Tentatively, I asked, “And did you seek any kind of therapy after your husband’s death?”
“See, you do think I’m crazy.”
I winced. I was hoping to avoid a negative reaction, so I chose my next words carefully.
“The only reason I ask is because, to my knowledge, spirits can’t manipulate the physical world. Occasionally, they appear to humans, mostly children. They have an effect on the physical world to a certain extent, playing with the temperatures of rooms and the like, but the odds of your husband’s ghost wrapping his hands around your ankle are pretty slim.”
“I’m telling you,” she insisted. She shifted in her chair, jostling her ankle. With a grimace, she continued. “Something grabbed my foot, and when I kicked out, I connected with somebody’s face. No one was there. I’m not crazy. That’s just what happened.”
I sighed, unwilling to argue any further. It didn’t make any sense. Either Teagan was lying, or I didn’t know as much about the otherworld as I thought I did. I strongly suspected that Teagan just didn’t want to admit to something.
“Teagan, sometimes after we ex
perience something traumatic, such as an unexpected death, the stress can cause all sorts of things to happen,” I said, trying to reassure her.
She made a motion as if to slam her fist on the table, then seemed to remember just how injured all of her extremities were. She settled for pointing a bandaged finger at my face. “Don’t patronize me.”
“I’m not trying to patronize you,” I assured her. “I’m trying to figure out what happened. You could be suffering from PTSD. Paranoia, flashbacks, nightmares. Any of that sound familiar?”
When she remained quiet, I realized that I had hit a nerve. She twisted her fingers together, picking at a hangnail until it began to bleed. I reached across the desk, separating her hands.
“When your husband was alive,” I began softly, “did the two of you get along? I know this is a difficult subject. I worked the case when it first came into the office. Do you know any reason as to why he would’ve wanted to kill himself?”

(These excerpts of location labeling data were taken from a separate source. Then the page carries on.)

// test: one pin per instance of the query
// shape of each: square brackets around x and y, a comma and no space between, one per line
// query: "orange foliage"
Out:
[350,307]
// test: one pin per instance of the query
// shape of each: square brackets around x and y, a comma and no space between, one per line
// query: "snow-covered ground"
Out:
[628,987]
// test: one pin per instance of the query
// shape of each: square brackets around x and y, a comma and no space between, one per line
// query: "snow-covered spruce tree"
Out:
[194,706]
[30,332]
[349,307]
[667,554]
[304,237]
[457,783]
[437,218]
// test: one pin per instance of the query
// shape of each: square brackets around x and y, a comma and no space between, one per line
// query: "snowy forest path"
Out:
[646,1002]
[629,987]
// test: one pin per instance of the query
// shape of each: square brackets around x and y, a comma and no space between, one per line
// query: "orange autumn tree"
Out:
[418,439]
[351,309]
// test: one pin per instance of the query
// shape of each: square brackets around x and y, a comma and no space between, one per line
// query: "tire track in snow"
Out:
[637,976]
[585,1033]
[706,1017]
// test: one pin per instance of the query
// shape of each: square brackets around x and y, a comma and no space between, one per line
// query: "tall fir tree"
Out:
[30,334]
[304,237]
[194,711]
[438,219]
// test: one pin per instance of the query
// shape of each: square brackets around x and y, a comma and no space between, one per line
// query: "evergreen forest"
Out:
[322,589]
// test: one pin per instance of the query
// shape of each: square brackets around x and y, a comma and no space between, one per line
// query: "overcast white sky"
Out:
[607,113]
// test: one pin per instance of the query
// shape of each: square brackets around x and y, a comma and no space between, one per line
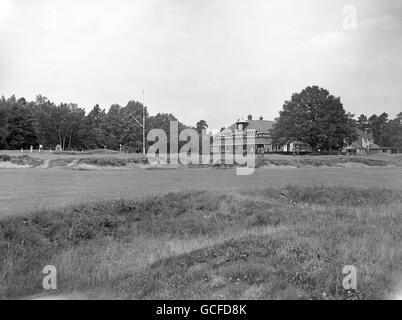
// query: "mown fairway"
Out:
[28,190]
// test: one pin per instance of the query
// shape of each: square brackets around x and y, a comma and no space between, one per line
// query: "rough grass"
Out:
[268,244]
[23,160]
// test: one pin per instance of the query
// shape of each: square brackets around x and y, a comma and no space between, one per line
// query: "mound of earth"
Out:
[20,161]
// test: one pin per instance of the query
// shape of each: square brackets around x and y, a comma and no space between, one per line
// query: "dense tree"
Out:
[315,117]
[378,127]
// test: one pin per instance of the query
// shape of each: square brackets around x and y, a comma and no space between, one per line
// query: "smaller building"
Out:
[362,145]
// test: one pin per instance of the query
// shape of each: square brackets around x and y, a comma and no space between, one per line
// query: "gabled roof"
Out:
[258,125]
[364,135]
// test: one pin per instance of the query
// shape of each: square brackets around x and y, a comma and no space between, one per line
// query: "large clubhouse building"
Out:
[234,138]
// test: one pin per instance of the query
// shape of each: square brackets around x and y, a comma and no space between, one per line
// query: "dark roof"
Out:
[258,125]
[364,134]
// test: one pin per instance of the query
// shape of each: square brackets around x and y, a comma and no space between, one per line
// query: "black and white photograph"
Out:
[203,155]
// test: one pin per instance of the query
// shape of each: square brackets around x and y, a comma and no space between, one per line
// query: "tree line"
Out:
[313,116]
[41,122]
[317,118]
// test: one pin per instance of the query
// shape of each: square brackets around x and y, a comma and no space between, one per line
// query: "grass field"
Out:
[288,243]
[187,233]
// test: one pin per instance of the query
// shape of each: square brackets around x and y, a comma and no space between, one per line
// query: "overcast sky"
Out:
[216,60]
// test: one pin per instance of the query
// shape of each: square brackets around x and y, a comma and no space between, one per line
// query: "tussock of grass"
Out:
[268,244]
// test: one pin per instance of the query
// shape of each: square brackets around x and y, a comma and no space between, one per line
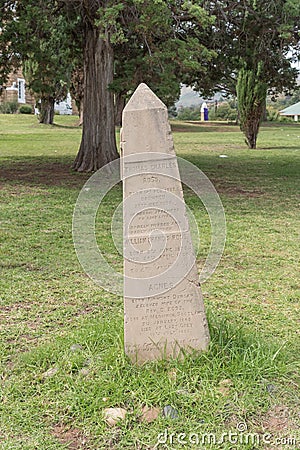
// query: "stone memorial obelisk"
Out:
[164,311]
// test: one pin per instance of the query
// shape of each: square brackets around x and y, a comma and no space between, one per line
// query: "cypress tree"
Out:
[251,95]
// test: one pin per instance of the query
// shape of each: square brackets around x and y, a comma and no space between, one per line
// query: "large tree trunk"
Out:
[80,111]
[47,110]
[120,102]
[98,144]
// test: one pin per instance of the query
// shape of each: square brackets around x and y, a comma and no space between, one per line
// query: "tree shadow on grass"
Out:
[42,171]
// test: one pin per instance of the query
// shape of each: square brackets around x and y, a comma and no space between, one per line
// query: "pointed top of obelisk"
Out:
[144,98]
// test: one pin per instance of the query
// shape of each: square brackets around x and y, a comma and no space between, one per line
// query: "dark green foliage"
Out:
[8,108]
[251,94]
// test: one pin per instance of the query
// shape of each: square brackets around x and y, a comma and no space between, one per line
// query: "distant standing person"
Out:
[204,112]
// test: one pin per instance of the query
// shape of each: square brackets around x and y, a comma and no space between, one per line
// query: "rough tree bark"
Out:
[47,110]
[120,102]
[98,144]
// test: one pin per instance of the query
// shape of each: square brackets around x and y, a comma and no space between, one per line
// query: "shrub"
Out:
[25,109]
[9,107]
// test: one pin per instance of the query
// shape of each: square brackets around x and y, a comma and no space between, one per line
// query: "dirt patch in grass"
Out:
[72,437]
[278,419]
[41,173]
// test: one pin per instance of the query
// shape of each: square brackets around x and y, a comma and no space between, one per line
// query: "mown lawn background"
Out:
[62,359]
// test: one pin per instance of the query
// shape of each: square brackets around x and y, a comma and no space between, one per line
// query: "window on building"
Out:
[21,90]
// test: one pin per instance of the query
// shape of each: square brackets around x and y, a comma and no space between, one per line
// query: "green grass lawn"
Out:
[62,360]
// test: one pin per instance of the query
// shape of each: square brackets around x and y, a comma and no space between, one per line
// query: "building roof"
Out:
[293,110]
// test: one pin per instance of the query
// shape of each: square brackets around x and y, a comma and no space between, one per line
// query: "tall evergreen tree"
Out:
[250,37]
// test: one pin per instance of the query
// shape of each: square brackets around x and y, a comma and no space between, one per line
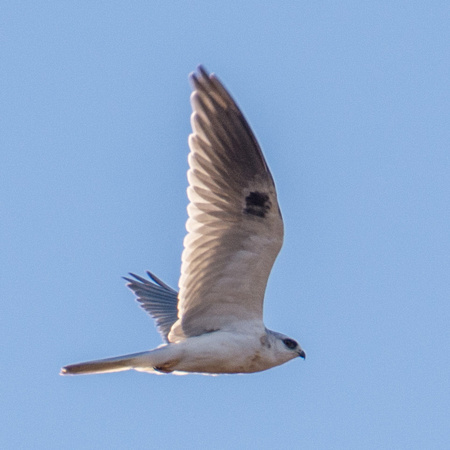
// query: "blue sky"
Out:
[350,102]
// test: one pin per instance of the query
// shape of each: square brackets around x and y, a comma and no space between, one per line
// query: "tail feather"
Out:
[117,364]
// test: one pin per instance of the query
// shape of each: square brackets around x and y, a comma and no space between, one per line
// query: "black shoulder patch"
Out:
[257,204]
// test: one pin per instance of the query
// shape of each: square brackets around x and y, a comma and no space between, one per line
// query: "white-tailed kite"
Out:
[214,324]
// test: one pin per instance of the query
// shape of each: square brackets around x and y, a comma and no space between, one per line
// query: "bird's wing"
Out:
[235,229]
[158,299]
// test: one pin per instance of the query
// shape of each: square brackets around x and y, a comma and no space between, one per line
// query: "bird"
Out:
[214,324]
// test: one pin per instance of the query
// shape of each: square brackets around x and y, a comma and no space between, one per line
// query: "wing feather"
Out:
[235,229]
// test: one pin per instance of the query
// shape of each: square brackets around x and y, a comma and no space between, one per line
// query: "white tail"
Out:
[117,364]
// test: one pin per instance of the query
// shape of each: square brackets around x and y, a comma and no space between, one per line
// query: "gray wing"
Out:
[158,299]
[235,229]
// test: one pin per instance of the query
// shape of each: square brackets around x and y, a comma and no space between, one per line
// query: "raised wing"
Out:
[235,229]
[158,299]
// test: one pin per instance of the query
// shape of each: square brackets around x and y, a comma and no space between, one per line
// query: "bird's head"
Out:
[286,347]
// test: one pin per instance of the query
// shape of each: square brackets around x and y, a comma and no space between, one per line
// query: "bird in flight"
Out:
[214,324]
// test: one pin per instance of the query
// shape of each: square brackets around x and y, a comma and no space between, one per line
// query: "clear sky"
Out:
[350,102]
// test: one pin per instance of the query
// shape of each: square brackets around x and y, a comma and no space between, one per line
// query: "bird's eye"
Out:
[290,343]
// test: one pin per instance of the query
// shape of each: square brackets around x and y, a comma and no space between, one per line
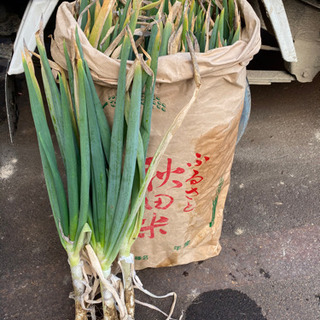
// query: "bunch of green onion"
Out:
[99,213]
[210,24]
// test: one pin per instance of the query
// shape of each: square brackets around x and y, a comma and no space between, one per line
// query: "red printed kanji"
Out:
[165,175]
[163,202]
[161,222]
[188,208]
[193,190]
[195,179]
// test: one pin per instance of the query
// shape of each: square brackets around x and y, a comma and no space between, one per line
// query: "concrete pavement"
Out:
[269,264]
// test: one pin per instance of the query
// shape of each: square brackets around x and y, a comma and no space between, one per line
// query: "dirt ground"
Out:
[269,264]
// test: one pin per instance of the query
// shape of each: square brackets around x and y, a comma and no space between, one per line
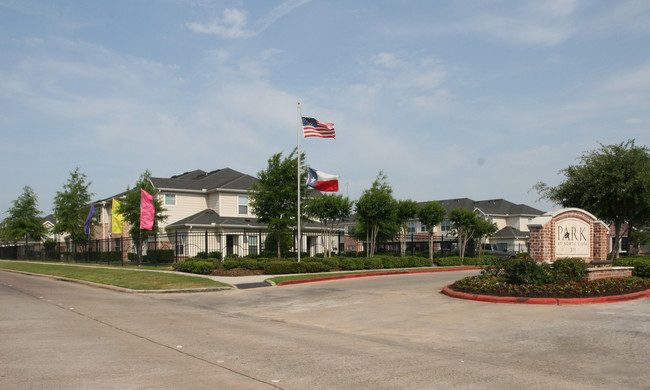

She shook her head, but a quivering tear wavered on her eyelashes.
“Teagan.”
She pulled her hand away from mine, tucking it close to her side. Staring up at the ceiling as if to control the moisture in her eyes, she finally said in a detached voice, “I can’t imagine why he would kill himself over this, since he never seemed to care while he was alive, but he used to hit me.”
“He was abusive?”
“Quite often,” she admitted. “It was awful. He threatened to kill me if I ever told anyone, but he’s dead now, so what’s the harm, right?”